A, Representative immunoblots of viperin, phosphorylated IRF3, total IRF3, phosphorylated TBK1, total TBK1, and actin in response to PBS, transfected cGAMP (2.5µg), Ca EVs, Sc EVs, Cn EVs, and Af EVs (5x10¹⁰ EVs/mL added per stimulation) in WT macrophages. B, Densitometry of viperin, p-IRF3, and p-TBK1 relative to appropriate loading controls. Significance assessed by a two-way ANOVA and Dunnet’s multiple comparisons test, *p ≤ 0.0497, **p = 0.0068, ***p = 0.0007, ****p < 0.0001 vs PBS treated macrophages in each respective group, n = 3. C, Immunoblot of viperin in WT macrophages treated with either DMSO (vehicle control) or 100µM dynasore and stimulated with Ca EVs, Sc EVs, Cn EVs, and Af EVs (5x10¹⁰ EVs/mL added per stimulation).

Fig 3. Fungal EVs induce translocation of cGAS from the nuclear membrane to the cytosol.

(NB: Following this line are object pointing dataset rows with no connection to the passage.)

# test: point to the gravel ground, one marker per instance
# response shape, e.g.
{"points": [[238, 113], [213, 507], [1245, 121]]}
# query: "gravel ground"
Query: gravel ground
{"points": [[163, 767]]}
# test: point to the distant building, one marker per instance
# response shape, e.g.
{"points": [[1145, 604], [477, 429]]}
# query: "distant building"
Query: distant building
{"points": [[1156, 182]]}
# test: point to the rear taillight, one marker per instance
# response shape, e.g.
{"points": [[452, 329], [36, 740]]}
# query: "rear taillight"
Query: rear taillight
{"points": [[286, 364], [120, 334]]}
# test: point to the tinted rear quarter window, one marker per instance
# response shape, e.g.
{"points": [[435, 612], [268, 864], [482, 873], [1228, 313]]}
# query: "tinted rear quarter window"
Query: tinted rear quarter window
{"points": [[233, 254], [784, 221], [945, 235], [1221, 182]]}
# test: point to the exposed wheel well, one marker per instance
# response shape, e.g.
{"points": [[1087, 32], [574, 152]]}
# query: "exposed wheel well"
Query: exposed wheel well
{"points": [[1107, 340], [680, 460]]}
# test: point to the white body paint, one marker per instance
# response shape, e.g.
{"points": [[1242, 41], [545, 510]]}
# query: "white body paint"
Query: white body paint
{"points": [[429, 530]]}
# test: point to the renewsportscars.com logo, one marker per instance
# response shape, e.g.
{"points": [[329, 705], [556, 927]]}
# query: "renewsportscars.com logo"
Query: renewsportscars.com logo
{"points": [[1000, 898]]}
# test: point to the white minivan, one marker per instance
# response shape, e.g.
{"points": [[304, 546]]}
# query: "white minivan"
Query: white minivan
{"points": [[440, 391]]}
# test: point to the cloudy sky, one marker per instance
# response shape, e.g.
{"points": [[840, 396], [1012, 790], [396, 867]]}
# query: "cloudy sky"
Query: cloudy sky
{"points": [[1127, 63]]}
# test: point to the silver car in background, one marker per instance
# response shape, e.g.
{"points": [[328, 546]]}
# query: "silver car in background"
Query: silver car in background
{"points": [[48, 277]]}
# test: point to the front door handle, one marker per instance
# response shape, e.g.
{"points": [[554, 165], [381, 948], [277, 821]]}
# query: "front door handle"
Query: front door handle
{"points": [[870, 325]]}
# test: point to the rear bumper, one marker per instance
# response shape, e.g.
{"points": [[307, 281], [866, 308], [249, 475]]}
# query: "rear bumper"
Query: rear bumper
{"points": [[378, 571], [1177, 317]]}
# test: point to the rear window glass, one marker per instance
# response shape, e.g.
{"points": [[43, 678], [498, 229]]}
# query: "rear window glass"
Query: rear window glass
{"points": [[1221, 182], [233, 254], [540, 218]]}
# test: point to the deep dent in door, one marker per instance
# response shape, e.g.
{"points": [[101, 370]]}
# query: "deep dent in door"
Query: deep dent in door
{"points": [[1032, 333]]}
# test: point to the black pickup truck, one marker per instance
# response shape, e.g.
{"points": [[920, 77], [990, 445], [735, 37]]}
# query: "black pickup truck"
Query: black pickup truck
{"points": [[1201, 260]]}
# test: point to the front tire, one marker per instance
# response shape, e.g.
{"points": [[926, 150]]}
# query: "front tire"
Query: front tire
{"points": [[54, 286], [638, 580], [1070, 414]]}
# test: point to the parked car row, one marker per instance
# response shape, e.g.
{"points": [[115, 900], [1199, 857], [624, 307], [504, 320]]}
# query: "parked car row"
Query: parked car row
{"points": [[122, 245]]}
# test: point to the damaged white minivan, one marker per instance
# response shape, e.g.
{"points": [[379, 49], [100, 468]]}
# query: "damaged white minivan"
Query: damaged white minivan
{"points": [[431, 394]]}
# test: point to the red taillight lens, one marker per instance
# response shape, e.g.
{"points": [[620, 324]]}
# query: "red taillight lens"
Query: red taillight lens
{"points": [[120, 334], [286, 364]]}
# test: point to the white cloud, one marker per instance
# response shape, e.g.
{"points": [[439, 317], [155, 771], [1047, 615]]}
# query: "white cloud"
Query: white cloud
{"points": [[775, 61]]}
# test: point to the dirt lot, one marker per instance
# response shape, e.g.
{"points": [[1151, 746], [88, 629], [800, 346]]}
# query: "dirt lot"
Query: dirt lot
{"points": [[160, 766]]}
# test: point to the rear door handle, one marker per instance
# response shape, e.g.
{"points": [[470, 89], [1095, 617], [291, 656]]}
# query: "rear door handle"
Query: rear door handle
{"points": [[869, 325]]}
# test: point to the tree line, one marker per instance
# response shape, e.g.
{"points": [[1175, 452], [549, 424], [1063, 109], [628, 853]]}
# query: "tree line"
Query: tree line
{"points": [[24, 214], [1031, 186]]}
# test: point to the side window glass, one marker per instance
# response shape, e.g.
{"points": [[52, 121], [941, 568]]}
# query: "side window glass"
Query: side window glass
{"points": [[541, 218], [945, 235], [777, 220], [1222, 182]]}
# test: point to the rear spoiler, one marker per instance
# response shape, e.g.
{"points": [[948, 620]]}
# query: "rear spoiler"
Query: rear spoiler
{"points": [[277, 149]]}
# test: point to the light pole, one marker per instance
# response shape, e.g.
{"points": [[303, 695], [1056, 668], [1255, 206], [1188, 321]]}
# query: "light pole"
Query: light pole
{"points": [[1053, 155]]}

A, Representative images of the localization of cGAS (green) when cGAS-GFP expressing macrophages are stimulated for 3h with DiI-labeled (red) PBS, Ca EVs, Sc EVs, Cn EVs, or Af EVs (8x10⁹ EVs added per stimulation). Scale bar = 10µm. B, Semi-quantitative analysis of the percentage of cGAS localization that is either nuclear or non-nuclear. cGAS localization analyses were performed on approximately 100 cGAS-GFP expressing macrophages that successfully endocytosed DiI-labeled EVs.

Fig 4. Physical and DNA characteristics of Ca EVs, Sc EVs, Cn EVs, and Af EVs.

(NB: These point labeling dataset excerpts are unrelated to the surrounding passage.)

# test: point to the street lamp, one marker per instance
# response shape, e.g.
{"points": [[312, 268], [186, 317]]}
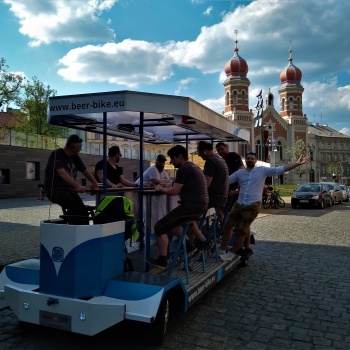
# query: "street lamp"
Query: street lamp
{"points": [[270, 127], [311, 149]]}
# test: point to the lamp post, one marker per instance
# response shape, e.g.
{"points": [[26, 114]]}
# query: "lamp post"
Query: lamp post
{"points": [[270, 127], [259, 122], [311, 149]]}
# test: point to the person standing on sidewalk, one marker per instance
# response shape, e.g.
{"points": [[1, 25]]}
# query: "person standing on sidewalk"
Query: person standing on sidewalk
{"points": [[251, 182]]}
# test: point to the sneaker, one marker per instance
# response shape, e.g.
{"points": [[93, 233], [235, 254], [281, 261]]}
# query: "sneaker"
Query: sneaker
{"points": [[158, 262], [203, 245], [240, 251], [247, 253], [227, 256], [190, 248]]}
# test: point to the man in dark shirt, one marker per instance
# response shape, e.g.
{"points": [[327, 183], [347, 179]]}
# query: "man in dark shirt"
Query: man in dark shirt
{"points": [[60, 183], [190, 184], [115, 177], [232, 159]]}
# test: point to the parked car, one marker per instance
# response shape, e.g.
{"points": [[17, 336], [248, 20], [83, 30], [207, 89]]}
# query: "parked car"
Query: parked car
{"points": [[346, 193], [336, 193], [312, 194]]}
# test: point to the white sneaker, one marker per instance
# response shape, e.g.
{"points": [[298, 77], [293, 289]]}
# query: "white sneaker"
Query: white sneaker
{"points": [[227, 256]]}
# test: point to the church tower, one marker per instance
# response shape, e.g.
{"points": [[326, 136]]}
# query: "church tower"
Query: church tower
{"points": [[237, 90], [291, 100]]}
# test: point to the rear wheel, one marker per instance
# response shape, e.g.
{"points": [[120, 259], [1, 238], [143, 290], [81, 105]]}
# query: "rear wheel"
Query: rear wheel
{"points": [[281, 202], [159, 326], [267, 203]]}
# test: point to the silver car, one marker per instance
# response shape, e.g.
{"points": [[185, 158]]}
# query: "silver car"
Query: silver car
{"points": [[336, 192], [345, 192]]}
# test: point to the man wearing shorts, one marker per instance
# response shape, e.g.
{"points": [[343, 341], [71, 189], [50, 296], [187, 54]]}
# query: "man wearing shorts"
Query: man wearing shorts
{"points": [[251, 182], [191, 185]]}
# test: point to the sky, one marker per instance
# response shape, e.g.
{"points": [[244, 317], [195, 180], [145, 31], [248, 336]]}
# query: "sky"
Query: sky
{"points": [[180, 47]]}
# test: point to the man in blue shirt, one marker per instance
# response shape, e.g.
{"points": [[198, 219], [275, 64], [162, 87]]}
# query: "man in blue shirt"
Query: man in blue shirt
{"points": [[251, 182]]}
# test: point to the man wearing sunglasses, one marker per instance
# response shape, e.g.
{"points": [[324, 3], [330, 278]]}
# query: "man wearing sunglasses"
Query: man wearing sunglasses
{"points": [[191, 186], [251, 182], [115, 177]]}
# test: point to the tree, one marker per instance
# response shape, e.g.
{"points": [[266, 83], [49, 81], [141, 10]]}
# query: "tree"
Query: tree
{"points": [[297, 150], [34, 110], [11, 84]]}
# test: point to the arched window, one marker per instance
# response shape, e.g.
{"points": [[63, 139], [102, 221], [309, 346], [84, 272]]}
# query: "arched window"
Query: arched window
{"points": [[291, 103], [243, 97], [280, 149], [234, 99], [299, 104], [258, 149]]}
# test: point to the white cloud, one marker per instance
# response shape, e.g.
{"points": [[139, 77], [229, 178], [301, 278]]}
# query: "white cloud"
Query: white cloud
{"points": [[264, 32], [345, 131], [117, 63], [71, 21], [207, 11], [216, 104]]}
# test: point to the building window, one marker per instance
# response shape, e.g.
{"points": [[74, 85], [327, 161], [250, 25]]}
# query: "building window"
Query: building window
{"points": [[299, 103], [234, 99], [4, 176], [243, 97], [280, 149], [227, 98], [291, 103]]}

A, The -log₁₀ values of EV concentration from standard isolation preps. Significance assessed using an ordinary one-way ANOVA and Tukey’s multiple comparisons test with no significance determined. n ≥ 5. B, Quantification of EV concentration according to diameter for Ca EVs, Sc EVs, Cn EVs, and Af EVs. n ≥ 5. C, The median and mode diameters of Ca EVs, Sc EVs, Cn EVs, and Af EVs. n ≥ 5. D, Representative images from TEM of Ca EVs, Sc EVs, Cn EVs, and Af EVs. E, The average DNA concentration (pg per 5x10¹⁰ EVs) of Ca EVs, Sc EVs, Cn EVs, and Af EVs. Significance assessed using an ordinary one-way ANOVA and Tukey’s multiple comparisons test with no significance determined. n ≥ 3. F, Percent GC content of EV DNA reads that mapped to the reference fungal genome as a truncated violin box plot. G, Percent GC content of the whole fungal genome compared to the EV DNA.

Fig 5. Outer structural layers on EVs inhibit endocytosis and STING pathway activation.

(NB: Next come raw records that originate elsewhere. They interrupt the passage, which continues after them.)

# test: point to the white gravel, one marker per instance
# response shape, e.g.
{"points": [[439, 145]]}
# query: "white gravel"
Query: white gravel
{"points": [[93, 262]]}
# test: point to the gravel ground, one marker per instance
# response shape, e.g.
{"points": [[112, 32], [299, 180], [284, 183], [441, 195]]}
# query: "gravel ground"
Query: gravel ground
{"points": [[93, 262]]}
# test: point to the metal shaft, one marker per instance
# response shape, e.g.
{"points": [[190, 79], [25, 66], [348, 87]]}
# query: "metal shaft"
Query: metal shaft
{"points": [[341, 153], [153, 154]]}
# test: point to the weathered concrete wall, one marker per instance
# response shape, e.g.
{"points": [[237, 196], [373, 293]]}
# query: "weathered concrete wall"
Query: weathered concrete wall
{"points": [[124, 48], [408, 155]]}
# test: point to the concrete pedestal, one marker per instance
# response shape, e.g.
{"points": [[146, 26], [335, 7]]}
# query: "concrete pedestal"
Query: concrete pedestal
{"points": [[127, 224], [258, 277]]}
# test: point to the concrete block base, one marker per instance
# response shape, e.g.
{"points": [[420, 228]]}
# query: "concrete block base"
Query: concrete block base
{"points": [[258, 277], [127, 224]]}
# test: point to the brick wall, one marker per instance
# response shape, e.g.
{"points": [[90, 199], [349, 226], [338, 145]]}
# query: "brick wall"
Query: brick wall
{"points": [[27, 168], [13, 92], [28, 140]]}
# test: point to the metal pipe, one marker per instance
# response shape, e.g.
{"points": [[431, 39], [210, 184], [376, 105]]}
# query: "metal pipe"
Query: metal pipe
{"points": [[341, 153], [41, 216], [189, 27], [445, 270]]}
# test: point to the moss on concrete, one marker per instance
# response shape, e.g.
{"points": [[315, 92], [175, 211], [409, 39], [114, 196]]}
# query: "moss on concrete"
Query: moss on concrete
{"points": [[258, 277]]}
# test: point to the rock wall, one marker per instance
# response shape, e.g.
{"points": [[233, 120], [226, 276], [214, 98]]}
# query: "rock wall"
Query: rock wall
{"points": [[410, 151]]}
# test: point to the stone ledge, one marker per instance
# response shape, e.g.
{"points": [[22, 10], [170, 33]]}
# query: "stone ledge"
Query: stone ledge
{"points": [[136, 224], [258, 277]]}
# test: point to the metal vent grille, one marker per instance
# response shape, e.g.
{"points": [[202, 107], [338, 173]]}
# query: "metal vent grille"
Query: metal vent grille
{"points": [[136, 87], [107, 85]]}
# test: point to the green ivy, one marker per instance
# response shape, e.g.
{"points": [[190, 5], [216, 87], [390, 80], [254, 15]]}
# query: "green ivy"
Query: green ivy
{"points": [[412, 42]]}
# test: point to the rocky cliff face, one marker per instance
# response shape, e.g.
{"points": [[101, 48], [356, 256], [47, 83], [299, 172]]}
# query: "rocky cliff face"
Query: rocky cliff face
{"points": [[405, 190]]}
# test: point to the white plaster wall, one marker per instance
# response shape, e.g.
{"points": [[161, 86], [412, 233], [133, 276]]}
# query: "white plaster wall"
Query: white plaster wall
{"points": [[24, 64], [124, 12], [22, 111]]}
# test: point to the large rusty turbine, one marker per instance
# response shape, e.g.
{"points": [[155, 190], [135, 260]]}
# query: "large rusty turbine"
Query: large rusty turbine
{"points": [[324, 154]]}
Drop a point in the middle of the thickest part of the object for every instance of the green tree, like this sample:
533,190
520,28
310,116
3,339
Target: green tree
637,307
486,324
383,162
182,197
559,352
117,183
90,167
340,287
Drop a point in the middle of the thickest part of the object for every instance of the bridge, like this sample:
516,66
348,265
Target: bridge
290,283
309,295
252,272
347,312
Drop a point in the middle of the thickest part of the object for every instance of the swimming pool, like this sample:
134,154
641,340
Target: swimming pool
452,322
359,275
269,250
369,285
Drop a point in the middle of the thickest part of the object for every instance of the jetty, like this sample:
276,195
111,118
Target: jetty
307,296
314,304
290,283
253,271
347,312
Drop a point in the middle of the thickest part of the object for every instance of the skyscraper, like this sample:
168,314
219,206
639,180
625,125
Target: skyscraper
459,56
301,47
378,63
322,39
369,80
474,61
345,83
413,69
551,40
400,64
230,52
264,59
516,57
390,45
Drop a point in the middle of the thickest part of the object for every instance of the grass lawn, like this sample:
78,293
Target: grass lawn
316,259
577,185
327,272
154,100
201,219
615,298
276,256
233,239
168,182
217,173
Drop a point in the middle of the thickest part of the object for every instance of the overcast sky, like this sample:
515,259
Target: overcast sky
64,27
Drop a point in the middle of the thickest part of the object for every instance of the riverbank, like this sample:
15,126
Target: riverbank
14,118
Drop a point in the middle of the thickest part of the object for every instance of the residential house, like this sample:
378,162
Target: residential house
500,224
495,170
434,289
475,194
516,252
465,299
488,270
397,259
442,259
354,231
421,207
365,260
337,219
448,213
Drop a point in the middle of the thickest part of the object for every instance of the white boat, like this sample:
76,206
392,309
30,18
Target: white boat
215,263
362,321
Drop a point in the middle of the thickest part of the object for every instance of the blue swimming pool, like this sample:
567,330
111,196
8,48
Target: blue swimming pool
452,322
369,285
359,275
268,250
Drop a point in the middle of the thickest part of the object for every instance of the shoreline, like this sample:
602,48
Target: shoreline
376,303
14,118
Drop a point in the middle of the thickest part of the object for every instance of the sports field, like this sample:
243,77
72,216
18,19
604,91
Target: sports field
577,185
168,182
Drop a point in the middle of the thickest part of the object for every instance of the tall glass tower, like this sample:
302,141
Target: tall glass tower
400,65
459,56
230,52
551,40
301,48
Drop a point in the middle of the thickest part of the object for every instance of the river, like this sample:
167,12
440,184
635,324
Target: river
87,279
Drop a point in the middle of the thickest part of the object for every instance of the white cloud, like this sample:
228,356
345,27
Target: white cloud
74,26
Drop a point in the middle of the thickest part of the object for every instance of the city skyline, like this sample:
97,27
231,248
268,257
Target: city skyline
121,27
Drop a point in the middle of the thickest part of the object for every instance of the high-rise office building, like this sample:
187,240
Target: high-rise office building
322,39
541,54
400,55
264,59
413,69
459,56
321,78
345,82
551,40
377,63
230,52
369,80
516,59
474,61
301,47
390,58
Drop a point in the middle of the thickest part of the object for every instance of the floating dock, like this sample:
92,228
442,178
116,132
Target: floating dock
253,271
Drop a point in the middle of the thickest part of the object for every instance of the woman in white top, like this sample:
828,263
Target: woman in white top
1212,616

A, Representative confocal microscopy showing GXM layer present on WT C. neoformans (H99) yeast and EVs but not on cap59∆ yeast and EVs. 1x10⁷ WT yeasts, 1x10⁷ cap59∆ yeasts, and 5x10¹⁰ WT and cap59∆ EVs were added to the respective stimulations. Scale bar = 10µm. B, Representative immunoblot of RodA (28.3 kDa) on Af EVs compared to mutant ΔrodA EVs. C, Percent endocytosis of Cn EVs and cap59∆ EVs by WT macrophages. (5x10¹⁰ EVs/mL added per stimulation), n = 2. D, Percent endocytosis of Af EVs and ΔrodA EVs by the total number of WT macrophages (5x10¹⁰ EVs/mL added per stimulation), n = 2. E, Immunoblot of viperin and actin in WT macrophages stimulated by PBS, Cn EVs, cap59∆ EVs, and the positive control for yeast, Ca EVs (5x10¹⁰ EVs/mL were added per stimulation). F, Immunoblot of viperin and actin in WT macrophages stimulated by PBS, Af EVs, and ΔrodA EVs (5x10¹⁰ EVs/mL were added per stimulation), and positive control for Aspergillus: 2.5µg cGAMP.